China is calling Canada’s decision to withdraw from the Kyoto Protocol regrettable and says it goes against the efforts of the international community. Canada’s move comes days after climate-change negotiators met to hammer-out a global deal in Durban, South Africa.
Foreign Ministry spokesman Liu Weimin expressed China’s dismay at the news that Canada had pulled out of the Kyoto Protocol.
He says the timing is particularly bad, because negotiators at the just-concluded Durban conference made what he described as important progress on the issue of the Kyoto Protocol’s second commitment period.
Liu says Canada’s move goes against the efforts of the international community and is regrettable. He says Beijing hopes Canada will face up to its obligations, honor its commitments and actively participate in international efforts to fight climate change.
Canada Monday announced that it is pulling out of the Kyoto Protocol, a treaty hammered out in 1997 that calls for major industrialized nations to reduce their greenhouse gas emissions.
The United States never ratified the Kyoto Protocol. The accord recognizes China as a developing country and so does not impose mandated emissions reduction targets on Beijing.
China and the United States are the world’s two biggest emitters of carbon gases that many scientists say exacerbate global warming.
Liu indicated that Ottawa’s decision will not affect Beijing’s actions.
Costa Rican Christiana Figueres also said that the Canadian move was surprising and regrettable. She is the executive secretary of U.N. Framework Convention on Climate Change.

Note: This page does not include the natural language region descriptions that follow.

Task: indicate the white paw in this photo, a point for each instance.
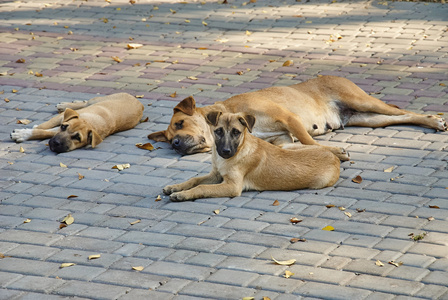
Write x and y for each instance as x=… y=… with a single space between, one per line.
x=20 y=135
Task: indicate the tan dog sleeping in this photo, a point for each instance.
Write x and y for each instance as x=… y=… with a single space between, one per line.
x=289 y=113
x=241 y=161
x=88 y=125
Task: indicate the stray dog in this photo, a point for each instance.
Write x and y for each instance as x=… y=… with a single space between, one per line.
x=289 y=113
x=89 y=125
x=241 y=161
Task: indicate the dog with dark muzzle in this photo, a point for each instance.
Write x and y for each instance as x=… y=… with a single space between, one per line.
x=89 y=124
x=241 y=161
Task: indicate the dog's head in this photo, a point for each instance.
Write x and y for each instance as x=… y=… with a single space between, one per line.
x=229 y=130
x=73 y=133
x=188 y=132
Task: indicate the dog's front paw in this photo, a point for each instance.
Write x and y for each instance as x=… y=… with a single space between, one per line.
x=20 y=135
x=179 y=197
x=439 y=123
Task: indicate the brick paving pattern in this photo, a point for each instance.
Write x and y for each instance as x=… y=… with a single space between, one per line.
x=58 y=50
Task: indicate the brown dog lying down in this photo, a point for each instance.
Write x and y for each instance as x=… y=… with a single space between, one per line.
x=288 y=113
x=89 y=125
x=241 y=162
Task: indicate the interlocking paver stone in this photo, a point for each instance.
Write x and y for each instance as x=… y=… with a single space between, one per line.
x=395 y=51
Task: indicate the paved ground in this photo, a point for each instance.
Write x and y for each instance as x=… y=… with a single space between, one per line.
x=59 y=50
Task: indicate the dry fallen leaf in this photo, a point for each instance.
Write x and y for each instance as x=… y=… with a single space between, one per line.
x=147 y=146
x=388 y=170
x=395 y=264
x=295 y=240
x=328 y=228
x=134 y=46
x=23 y=121
x=288 y=274
x=379 y=263
x=135 y=222
x=284 y=262
x=68 y=219
x=295 y=220
x=116 y=58
x=357 y=179
x=121 y=167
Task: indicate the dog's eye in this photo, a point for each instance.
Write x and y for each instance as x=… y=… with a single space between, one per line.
x=179 y=124
x=76 y=137
x=219 y=132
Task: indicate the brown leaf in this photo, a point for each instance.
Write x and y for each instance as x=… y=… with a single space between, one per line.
x=295 y=220
x=288 y=274
x=357 y=179
x=23 y=121
x=116 y=58
x=284 y=262
x=295 y=240
x=68 y=219
x=135 y=222
x=147 y=146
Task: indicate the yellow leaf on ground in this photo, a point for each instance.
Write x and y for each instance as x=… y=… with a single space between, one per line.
x=94 y=256
x=357 y=179
x=284 y=262
x=388 y=170
x=68 y=219
x=147 y=146
x=121 y=167
x=328 y=228
x=288 y=274
x=23 y=121
x=134 y=46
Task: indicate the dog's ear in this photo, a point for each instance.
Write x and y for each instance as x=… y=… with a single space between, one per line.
x=187 y=106
x=213 y=117
x=70 y=114
x=159 y=136
x=94 y=138
x=248 y=121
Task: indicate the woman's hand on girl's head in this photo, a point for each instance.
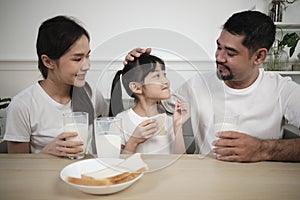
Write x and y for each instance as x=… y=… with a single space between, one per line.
x=135 y=53
x=60 y=146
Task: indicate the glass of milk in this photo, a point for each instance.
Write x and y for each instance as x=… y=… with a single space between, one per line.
x=108 y=134
x=77 y=122
x=227 y=122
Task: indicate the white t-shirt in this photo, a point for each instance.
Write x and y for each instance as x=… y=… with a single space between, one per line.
x=33 y=116
x=261 y=107
x=158 y=144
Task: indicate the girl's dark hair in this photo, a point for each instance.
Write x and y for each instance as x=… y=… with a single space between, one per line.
x=55 y=37
x=134 y=71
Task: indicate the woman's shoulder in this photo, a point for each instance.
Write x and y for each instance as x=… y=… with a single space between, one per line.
x=125 y=113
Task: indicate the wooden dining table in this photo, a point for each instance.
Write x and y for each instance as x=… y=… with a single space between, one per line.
x=37 y=176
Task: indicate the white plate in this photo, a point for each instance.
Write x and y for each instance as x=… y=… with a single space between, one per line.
x=90 y=165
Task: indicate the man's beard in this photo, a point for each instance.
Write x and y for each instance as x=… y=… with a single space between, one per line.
x=224 y=77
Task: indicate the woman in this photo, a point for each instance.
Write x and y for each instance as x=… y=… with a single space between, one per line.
x=34 y=119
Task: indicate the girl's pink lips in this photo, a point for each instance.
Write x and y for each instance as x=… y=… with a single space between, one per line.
x=80 y=76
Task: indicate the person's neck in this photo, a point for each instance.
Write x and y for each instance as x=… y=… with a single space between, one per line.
x=145 y=109
x=242 y=84
x=59 y=93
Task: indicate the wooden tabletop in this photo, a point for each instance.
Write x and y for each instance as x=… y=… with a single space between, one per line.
x=36 y=176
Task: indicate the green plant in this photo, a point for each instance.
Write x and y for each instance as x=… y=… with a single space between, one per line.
x=289 y=40
x=4 y=102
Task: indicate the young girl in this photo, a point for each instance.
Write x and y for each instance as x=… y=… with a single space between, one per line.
x=34 y=119
x=146 y=128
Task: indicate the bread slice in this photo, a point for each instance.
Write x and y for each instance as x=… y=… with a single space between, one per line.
x=127 y=170
x=161 y=120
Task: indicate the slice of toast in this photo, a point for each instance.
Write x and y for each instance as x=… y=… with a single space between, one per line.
x=127 y=170
x=161 y=121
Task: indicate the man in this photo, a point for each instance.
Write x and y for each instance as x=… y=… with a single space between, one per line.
x=262 y=100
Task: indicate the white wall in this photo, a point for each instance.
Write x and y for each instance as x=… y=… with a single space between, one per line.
x=180 y=31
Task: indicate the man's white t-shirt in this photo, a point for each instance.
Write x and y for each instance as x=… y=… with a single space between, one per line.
x=158 y=144
x=261 y=107
x=33 y=116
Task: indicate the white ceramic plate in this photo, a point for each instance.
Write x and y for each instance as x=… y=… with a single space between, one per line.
x=90 y=165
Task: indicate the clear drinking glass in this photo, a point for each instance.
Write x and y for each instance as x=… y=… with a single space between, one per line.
x=77 y=122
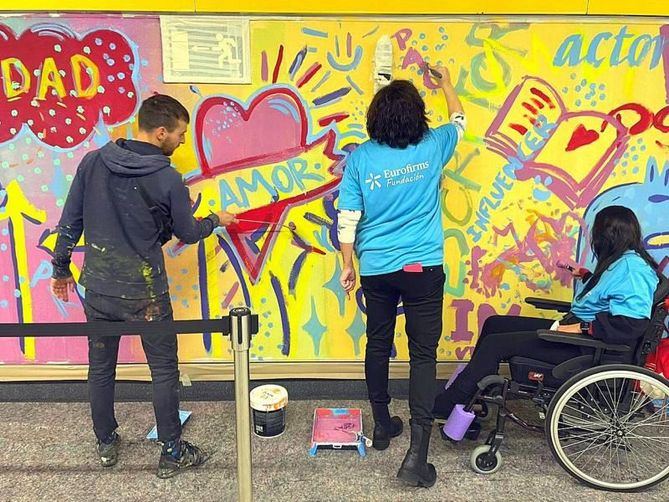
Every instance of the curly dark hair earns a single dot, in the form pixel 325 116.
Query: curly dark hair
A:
pixel 161 110
pixel 396 117
pixel 616 230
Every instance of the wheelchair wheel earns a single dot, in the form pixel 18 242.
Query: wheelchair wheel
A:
pixel 483 462
pixel 608 427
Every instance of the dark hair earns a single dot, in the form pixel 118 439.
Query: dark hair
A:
pixel 161 110
pixel 396 117
pixel 615 230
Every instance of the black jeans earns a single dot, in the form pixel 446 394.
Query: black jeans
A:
pixel 502 337
pixel 422 295
pixel 161 355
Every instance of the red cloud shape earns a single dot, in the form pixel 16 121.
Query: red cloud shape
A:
pixel 59 85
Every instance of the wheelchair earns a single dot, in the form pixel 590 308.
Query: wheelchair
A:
pixel 606 417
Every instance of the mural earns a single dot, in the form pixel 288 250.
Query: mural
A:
pixel 564 118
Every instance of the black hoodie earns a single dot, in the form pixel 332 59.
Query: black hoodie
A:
pixel 124 256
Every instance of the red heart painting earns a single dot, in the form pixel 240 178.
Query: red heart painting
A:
pixel 581 137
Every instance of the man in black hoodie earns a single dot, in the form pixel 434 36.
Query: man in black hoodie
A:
pixel 129 201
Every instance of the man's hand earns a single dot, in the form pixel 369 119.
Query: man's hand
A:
pixel 445 80
pixel 226 218
pixel 60 287
pixel 347 279
pixel 570 328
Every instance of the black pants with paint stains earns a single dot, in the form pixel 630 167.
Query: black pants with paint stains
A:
pixel 422 295
pixel 161 355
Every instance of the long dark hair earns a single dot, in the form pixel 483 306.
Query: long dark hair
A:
pixel 615 231
pixel 396 116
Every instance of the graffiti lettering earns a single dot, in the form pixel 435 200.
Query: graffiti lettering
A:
pixel 574 50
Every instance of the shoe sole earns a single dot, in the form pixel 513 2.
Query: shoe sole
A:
pixel 111 462
pixel 412 479
pixel 380 445
pixel 171 474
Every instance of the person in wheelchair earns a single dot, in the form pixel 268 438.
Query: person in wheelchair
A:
pixel 613 304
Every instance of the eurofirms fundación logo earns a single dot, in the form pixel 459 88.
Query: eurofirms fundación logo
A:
pixel 400 176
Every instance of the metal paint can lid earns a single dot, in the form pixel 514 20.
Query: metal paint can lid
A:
pixel 268 398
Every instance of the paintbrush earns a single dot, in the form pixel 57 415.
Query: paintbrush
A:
pixel 433 72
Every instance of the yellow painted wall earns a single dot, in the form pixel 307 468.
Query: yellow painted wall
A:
pixel 382 7
pixel 515 195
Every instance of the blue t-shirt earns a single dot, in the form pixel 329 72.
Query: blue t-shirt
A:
pixel 625 288
pixel 397 191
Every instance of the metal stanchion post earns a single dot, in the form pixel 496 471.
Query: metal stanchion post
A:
pixel 240 335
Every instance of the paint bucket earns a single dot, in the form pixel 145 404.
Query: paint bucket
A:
pixel 268 404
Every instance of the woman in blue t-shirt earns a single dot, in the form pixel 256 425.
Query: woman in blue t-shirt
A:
pixel 613 304
pixel 389 207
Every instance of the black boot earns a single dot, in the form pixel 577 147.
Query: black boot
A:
pixel 415 470
pixel 384 426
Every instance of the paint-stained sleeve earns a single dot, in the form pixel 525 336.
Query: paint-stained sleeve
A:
pixel 71 224
pixel 186 227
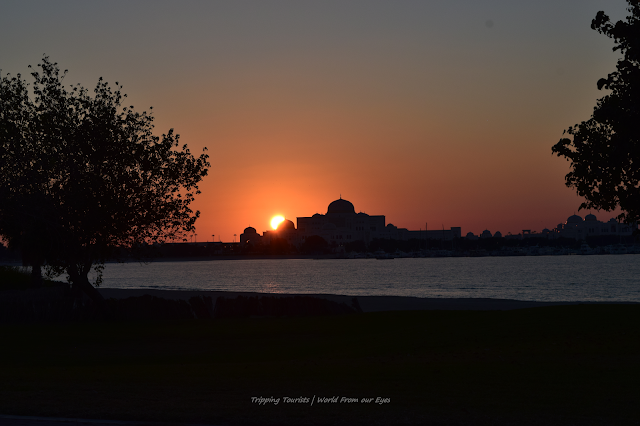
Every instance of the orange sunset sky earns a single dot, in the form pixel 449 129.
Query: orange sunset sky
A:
pixel 424 111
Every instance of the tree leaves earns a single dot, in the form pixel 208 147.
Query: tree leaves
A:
pixel 604 152
pixel 80 174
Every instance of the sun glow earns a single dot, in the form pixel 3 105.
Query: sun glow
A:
pixel 277 220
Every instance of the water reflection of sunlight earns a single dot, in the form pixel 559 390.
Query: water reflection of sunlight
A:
pixel 271 287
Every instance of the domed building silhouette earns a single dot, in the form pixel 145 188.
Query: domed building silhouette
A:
pixel 579 229
pixel 341 224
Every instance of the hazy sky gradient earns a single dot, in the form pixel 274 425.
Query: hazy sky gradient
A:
pixel 424 111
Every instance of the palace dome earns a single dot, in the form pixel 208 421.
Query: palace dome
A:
pixel 286 225
pixel 574 219
pixel 341 206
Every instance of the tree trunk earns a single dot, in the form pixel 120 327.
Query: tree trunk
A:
pixel 36 276
pixel 81 284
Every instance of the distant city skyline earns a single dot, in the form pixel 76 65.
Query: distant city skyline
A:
pixel 438 112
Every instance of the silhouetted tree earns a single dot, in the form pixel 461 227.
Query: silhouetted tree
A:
pixel 80 175
pixel 605 150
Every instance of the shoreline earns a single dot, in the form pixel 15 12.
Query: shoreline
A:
pixel 367 303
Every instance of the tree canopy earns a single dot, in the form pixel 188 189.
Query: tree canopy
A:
pixel 604 151
pixel 82 174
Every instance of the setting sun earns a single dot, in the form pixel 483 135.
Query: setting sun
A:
pixel 277 220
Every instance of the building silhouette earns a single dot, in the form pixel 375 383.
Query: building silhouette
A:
pixel 341 224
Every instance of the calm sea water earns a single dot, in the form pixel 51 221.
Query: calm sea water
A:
pixel 543 278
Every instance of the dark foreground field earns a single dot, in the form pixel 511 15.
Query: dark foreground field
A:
pixel 561 365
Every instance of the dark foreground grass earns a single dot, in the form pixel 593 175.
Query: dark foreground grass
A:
pixel 558 366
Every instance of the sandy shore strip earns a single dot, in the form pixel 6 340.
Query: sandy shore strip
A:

“Whether or not Canada is a party to the Kyoto Protocol, it has a legal obligation under the convention to reduce its emissions, and a moral obligation to itself and future generations to lead in the global effort,” she said. “Industrialized countries, whose emissions have risen significantly since 1990, as is the case for Canada, remain in a weaker position to call on developing countries to limit their emissions.”
Canada stands to be a beneficiary of global warming because of a milder climate for agriculture.